Burkina Faso : La Banque mondiale fait un point sur la réalisation de ses projets

Ce mardi 21 juin 2022 s’est tenue à Ouagadougou, la revue conjointe du portefeuille des projets et programmes financés par la Banque mondiale au Burkina Faso, sous le thème : « La performance du portefeuille dans un contexte de crise : quelles approches innovantes pour une mise en œuvre efficiente des projets et programmes financés par la Banque mondiale ? ».

L’objectif de cette revue conjointe du portefeuille des projets et programmes financés par la Banque mondiale au Burkina Faso était de permettre aux deux (2) parties de faire le point sur la réalisation des opérations et de proposer des solutions pour un meilleur impact sur les populations bénéficiaires.

En effet, la Banque mondiale (BM) est l’un des partenaires privilégiés du Burkina Faso. Elle intervient dans le pays à travers le financement des projets et programmes dans plusieurs secteurs notamment l’éducation, l’agriculture, la santé, l’eau et l’assainissement. De 2018 à nos jours, le portefeuille de ses opérations a pratiquement doublé. Il est passé de 1,7 milliards de dollars américains à plus de 3 milliards de dollars américains.
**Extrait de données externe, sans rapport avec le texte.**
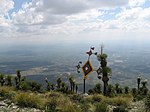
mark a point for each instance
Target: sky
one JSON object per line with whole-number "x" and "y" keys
{"x": 73, "y": 20}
En dépit de cette forte mobilisation des ressources pour le financement des opérations dans le pays, les crises persistent et les vulnérabilités demeurent dans certaines zones. Des dires de la Représentante de la Banque mondiale au Burkina Faso, Maïmouna Mbow Fam, la crise sécuritaire que traverse le pays a ralenti l’exécution des opérations et a impacté la performance globale du portefeuille. Cela s’est traduit par le surenchérissement des coûts, des difficultés de supervision physique des activités, un niveau d’exécution relativement faible et des risques élevés de non atteinte des objectifs de développement des projets dans les délais impartis.

Face à cette situation, elle estime qu’il était impératif de repenser l’exécution des projets, afin de s’orienter résolument vers la performance pour l’atteinte des objectifs de développement. D’où la présente rencontre qui, selon le ministre de l’Economie, des Finances et de la Prospective, Abel Seglaro Somé, va permettre à la Banque mondiale et au gouvernement burkinabè d’évaluer  le niveau de satisfaction de la mise en œuvre des projets dans ce contexte de crise que traverse le pays, et de faire des propositions de solutions pour une meilleure exécution.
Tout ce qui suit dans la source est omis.